Well after I gave up on one VPS I’ve had for a long time, I picked up a handful of $5 ones world wide… Some in nations I’ve been to, and others.. I’m not so sure I trust at all..
Which really calls into question just how much can you trust on the internet, esp when it’s data you can’t or seemingly don’t encrypt.. This is where Qemu’s qcow format can step in and provide either…
Or simply you are on a particular VPS, and you want to run something completely different, but you don’t want to be short of disk space.
From what I’ve found with qemu it’s quite easy, with only one snag for the whole thing. That being no matter if you decide to Compress or Encrypt, you can only CONVERT a disk into this schema, not create one.
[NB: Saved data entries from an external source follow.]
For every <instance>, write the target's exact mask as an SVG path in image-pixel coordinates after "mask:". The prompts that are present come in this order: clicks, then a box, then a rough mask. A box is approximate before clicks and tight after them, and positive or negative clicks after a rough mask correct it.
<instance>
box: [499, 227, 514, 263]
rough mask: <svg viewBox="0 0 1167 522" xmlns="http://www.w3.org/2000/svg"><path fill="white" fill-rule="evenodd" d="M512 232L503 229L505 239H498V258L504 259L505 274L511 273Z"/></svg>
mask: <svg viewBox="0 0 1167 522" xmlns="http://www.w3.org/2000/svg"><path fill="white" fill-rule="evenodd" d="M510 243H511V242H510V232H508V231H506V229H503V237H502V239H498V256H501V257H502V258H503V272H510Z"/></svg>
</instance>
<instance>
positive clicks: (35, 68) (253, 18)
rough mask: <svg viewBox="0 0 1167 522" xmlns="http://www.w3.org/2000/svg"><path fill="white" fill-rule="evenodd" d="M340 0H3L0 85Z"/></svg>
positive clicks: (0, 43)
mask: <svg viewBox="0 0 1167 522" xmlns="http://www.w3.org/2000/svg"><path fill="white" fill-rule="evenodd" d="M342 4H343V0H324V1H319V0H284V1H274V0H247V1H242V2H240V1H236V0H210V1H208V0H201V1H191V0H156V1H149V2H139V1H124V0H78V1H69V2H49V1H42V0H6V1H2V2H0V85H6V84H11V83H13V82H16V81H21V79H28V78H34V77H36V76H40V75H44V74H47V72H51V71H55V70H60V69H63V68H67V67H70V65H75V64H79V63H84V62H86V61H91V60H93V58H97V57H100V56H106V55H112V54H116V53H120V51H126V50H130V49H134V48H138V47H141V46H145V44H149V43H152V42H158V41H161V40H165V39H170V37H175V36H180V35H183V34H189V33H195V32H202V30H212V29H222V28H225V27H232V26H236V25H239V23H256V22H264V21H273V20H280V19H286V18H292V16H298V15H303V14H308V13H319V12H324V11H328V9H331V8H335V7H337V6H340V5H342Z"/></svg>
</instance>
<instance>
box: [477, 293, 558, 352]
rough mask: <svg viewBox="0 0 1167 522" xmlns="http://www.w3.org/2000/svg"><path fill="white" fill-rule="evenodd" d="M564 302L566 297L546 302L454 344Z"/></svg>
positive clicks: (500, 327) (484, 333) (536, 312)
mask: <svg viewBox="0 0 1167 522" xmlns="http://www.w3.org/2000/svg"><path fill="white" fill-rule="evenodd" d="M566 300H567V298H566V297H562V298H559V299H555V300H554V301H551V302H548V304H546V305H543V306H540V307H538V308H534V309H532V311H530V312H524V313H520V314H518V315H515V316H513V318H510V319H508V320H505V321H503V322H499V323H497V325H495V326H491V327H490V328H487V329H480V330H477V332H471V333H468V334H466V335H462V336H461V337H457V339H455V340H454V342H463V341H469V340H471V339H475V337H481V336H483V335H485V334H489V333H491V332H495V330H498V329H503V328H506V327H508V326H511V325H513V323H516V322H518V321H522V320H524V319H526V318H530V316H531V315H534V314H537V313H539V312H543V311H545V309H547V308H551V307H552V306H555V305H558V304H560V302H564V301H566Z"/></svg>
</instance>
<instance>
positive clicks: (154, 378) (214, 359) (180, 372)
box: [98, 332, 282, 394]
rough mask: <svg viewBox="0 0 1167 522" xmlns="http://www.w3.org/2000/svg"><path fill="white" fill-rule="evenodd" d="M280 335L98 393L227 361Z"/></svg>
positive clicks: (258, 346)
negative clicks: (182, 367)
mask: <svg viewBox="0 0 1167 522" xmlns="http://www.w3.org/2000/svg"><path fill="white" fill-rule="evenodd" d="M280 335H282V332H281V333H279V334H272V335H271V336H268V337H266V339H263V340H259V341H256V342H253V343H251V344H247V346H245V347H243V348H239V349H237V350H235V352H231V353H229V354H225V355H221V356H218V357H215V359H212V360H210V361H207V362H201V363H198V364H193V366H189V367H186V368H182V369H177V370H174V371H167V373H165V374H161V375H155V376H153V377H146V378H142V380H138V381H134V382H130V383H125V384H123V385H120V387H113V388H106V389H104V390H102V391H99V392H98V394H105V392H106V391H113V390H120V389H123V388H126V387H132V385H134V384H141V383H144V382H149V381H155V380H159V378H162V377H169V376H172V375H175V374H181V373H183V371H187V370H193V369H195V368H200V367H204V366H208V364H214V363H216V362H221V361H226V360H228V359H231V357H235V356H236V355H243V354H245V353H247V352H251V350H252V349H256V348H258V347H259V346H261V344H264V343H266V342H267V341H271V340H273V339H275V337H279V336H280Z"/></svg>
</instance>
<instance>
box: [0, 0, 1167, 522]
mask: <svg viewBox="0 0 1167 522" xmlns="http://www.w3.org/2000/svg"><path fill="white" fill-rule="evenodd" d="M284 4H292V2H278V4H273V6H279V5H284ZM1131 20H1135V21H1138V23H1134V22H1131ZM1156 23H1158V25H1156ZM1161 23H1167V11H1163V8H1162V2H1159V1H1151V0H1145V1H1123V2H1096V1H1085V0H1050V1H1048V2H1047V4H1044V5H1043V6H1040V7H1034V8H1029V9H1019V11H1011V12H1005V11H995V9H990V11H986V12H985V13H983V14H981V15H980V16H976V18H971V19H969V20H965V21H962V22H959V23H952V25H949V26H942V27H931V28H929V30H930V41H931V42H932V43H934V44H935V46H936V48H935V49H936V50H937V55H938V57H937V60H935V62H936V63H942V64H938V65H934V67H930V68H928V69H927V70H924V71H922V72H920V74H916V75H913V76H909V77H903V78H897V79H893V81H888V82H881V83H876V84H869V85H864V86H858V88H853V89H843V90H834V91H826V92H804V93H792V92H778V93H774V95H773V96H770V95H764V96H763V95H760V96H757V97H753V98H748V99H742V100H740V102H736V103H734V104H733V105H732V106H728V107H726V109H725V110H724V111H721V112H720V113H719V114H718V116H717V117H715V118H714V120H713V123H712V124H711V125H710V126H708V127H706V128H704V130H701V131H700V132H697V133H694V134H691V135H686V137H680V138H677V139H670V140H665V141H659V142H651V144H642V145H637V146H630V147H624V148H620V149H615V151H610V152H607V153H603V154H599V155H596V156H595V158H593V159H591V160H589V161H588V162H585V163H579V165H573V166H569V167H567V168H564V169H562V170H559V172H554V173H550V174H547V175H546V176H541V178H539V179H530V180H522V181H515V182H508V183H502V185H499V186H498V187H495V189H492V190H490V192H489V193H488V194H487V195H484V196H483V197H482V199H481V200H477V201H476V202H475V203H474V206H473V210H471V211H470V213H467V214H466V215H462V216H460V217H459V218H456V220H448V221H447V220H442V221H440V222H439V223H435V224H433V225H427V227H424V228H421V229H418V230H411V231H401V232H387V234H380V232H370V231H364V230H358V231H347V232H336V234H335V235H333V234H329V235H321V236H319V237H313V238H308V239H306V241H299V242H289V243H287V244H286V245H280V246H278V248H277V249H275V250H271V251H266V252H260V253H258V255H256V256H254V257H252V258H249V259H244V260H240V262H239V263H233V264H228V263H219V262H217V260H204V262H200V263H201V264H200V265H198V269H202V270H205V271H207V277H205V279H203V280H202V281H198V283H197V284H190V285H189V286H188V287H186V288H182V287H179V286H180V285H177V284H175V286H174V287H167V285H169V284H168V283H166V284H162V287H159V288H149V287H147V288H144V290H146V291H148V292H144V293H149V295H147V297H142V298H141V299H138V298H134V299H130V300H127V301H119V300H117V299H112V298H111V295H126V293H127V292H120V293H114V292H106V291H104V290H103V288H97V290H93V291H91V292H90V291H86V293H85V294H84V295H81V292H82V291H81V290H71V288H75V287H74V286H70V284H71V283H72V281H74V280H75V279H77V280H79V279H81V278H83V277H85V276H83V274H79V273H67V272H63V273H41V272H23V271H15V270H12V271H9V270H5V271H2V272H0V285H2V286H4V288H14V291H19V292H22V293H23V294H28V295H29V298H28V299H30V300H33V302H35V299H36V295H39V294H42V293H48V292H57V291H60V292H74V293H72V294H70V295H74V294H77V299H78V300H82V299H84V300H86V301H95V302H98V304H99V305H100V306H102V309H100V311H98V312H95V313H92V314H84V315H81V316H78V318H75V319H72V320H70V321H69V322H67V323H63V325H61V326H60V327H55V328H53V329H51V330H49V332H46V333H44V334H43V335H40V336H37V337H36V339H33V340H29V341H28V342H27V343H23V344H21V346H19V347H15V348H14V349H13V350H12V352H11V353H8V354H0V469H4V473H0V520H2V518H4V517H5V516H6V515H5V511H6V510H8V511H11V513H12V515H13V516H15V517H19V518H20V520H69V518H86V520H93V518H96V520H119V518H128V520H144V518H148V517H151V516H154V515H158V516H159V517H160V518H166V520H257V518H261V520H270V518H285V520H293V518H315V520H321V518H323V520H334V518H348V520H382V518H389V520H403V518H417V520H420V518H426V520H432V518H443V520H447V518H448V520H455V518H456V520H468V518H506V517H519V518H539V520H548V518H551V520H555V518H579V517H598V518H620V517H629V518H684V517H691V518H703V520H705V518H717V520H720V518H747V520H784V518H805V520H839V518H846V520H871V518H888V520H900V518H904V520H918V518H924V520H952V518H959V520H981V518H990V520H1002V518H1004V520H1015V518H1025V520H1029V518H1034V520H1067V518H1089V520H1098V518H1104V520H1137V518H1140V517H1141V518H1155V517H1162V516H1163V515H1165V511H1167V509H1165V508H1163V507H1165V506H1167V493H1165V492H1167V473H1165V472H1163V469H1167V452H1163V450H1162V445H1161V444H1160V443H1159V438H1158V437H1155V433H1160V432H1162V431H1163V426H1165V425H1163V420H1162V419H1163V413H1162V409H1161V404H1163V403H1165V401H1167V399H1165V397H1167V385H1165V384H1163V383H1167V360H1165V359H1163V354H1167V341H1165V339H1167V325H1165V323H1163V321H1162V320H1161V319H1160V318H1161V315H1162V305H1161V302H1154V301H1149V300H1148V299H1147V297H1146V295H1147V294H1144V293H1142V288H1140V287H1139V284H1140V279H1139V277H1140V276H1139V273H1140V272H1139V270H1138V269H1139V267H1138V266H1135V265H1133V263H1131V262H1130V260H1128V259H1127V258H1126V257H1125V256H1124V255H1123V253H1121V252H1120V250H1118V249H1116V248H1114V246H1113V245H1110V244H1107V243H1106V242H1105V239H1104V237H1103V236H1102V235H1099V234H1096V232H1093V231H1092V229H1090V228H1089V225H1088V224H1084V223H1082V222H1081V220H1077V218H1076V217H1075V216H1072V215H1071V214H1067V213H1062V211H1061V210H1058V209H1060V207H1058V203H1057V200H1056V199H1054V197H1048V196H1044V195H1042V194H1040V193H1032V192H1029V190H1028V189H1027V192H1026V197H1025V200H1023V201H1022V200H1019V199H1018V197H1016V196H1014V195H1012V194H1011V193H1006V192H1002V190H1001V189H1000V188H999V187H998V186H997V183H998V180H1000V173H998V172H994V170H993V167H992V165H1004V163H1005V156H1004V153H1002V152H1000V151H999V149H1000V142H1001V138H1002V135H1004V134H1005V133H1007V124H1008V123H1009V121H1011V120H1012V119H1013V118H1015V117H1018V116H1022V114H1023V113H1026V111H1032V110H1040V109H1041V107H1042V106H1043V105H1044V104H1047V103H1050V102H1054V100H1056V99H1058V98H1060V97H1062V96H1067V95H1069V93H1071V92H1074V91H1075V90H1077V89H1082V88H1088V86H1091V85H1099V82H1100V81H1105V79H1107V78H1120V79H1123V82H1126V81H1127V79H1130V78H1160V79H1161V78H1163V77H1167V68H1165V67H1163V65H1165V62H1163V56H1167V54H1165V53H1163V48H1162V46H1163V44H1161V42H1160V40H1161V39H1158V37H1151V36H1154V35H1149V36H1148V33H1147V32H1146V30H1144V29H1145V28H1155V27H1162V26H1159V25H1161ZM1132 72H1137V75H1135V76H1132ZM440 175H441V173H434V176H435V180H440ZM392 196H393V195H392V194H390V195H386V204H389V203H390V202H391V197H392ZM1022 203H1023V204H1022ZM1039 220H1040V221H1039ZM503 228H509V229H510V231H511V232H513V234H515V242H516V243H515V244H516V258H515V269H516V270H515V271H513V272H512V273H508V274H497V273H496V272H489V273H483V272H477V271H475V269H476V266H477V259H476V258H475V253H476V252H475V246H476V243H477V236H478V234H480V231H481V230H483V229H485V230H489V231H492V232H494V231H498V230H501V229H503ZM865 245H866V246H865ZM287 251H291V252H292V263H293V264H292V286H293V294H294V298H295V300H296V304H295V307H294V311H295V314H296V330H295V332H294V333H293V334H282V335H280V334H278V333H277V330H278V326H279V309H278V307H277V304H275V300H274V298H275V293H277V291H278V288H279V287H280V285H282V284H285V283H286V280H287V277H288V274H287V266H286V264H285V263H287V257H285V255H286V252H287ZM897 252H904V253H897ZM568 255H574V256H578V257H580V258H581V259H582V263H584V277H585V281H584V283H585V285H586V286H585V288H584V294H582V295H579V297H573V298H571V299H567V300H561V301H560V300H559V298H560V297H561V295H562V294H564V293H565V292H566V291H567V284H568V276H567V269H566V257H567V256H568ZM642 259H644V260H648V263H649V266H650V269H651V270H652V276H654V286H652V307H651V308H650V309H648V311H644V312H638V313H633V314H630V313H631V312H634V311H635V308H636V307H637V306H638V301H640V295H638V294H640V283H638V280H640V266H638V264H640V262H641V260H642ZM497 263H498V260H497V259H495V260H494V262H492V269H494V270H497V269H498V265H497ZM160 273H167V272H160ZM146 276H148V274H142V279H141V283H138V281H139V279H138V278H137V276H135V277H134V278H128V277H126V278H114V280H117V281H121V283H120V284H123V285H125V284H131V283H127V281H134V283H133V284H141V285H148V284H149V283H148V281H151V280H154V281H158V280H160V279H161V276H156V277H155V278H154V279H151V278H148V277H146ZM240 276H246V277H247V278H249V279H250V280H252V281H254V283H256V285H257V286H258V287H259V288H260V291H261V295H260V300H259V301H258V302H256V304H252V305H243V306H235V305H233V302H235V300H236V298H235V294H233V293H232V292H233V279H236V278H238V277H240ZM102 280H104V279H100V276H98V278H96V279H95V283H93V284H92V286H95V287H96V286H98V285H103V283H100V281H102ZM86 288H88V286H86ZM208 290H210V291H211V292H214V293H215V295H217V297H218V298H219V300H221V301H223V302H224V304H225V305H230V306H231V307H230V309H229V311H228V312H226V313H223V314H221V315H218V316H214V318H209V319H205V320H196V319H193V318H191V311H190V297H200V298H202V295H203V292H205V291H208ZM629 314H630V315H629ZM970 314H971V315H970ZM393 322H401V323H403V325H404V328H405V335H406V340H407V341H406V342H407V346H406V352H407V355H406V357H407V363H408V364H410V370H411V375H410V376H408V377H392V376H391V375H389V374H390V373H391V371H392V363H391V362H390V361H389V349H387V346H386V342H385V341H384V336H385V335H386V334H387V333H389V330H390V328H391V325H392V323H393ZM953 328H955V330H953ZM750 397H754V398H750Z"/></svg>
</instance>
So if you have an existing disk image, it’s a snap, otherwise, it’s a 2 step process that I’m sure is here for a good reason. Anyways the process for both goes like this:
qemu-img create -f qcow2 template.disk 2G
Formatting ‘template.disk’, fmt=qcow2 size=2147483648 encryption=off cluster_size=0qemu-img convert template.disk -O qcow2 compressed.disk -c
qemu-img convert template.disk -O qcow2 encrypted.disk -e
Disk image ‘encrypted.disk’ is encrypted.
Password: password
Which naturally first creates a 2GB ‘template’ disk, which then we create a compressed disk, and an encrypted disk image. And it is here were the encryption will ask you for a password… Sadly it doesn’t verify your input, so make sure you type it in correctly. Thankfully the original isn’t destroyed so if you screw it up you can encrypt it again……
So now mounting the compressed disk is no different then before, however the encrypted will need a password, passed to the qemu monitor…
Now you may want to run this behind something like screen if you are on any *NIX or telnet into yourself if you are on windows to shove the service in the background to not rely on a console… So I’ve worked up this:
qemu -L pc-bios -hda encrypted.disk -monitor telnet:127.0.0.1:23,server
And for UNIX people who can run it interactivly because their stdio driver isn’t broken..
qemu -L pc-bios -hda encrypted.disk -monitor stdio
Now when you start either one, Qemu will start paused, and you must continue, then enter the disks password (if you have more then one disk, it’ll pause and ask for each disk!), then it’ll execute.
QEMU 0.11.1 monitor – type ‘help’ for more information
(qemu) c
ide0-hd0 (encrypted.disk) is encrypted.
Password: ********
(qemu)
And away you go… From what I understand qemu uses zlib for the compression, and AES for the encryption… Which for free is snazzy, so enjoy!